On 03/02/2021 19.22, Corentin wrote:
> On Wed, Feb 3, 2021 at 6:41 PM Jens Maurer <Jens.Maurer@gmx.net <mailto:Jens.Maurer@gmx.net>> wrote:
> I thought we had discussed that the standard library has certain
> facilities with locale-dependent character set.
> I haven't found a mention of "execution character set" in the library
> wording, so I'm interested in learning how these locale-dependent
> character sets are described / referenced.
> There is a whole new paragraph in the library introduction (page 10).
After a few easy fixes, it seems the library is not using the
term "execution character set" at all.
That means we don't need to define it, or the term "execution encoding".
std::isalpha and friends do whatever they do in C.
That doesn't really help, there is an encoding assumed by these functions, not mentioning it won't make the issue go away!
Also, strcpy and other similar C functions don't really deal in
characters, they deal in code units (= integer values), and they
don't care for the character set at all.
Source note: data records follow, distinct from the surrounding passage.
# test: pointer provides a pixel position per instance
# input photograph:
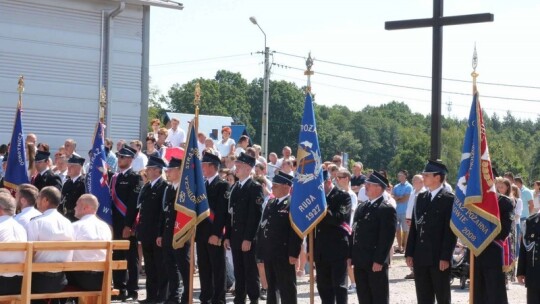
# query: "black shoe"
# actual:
(122, 296)
(133, 295)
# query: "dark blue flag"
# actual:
(17, 170)
(97, 180)
(192, 203)
(475, 215)
(308, 200)
(250, 144)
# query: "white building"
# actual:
(67, 50)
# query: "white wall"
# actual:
(56, 45)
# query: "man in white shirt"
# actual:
(175, 135)
(10, 231)
(140, 160)
(51, 226)
(201, 143)
(88, 228)
(26, 201)
(418, 187)
(242, 145)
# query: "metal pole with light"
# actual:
(266, 93)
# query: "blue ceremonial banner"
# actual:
(17, 170)
(308, 200)
(97, 180)
(191, 203)
(475, 215)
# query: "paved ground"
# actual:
(401, 291)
If you combine compile-time
literals with runtime values (e.g. typed from a keyboard or taken
from argc/argv), you get what you get (possibly nonsense if one is
EBCDIC and the other is ASCII, for example).
Sure, the classifications functions are utterly broken, I don't think that reason to ignore the issue
I don't think we should improve on this situation in a
core-language character set cleanup paper.
Well, I understand that LWG will have an opinion on changes to the library specification :)
But fixing the core language by removing the description of all encodings assumed at runtime seems to sweep a pretty important question under the rug!
I've updated my paper: https://wiki.edg.com/pub/Wg21telecons2021/SG16/charset.html
and I'm intending to submit it to the next mailing.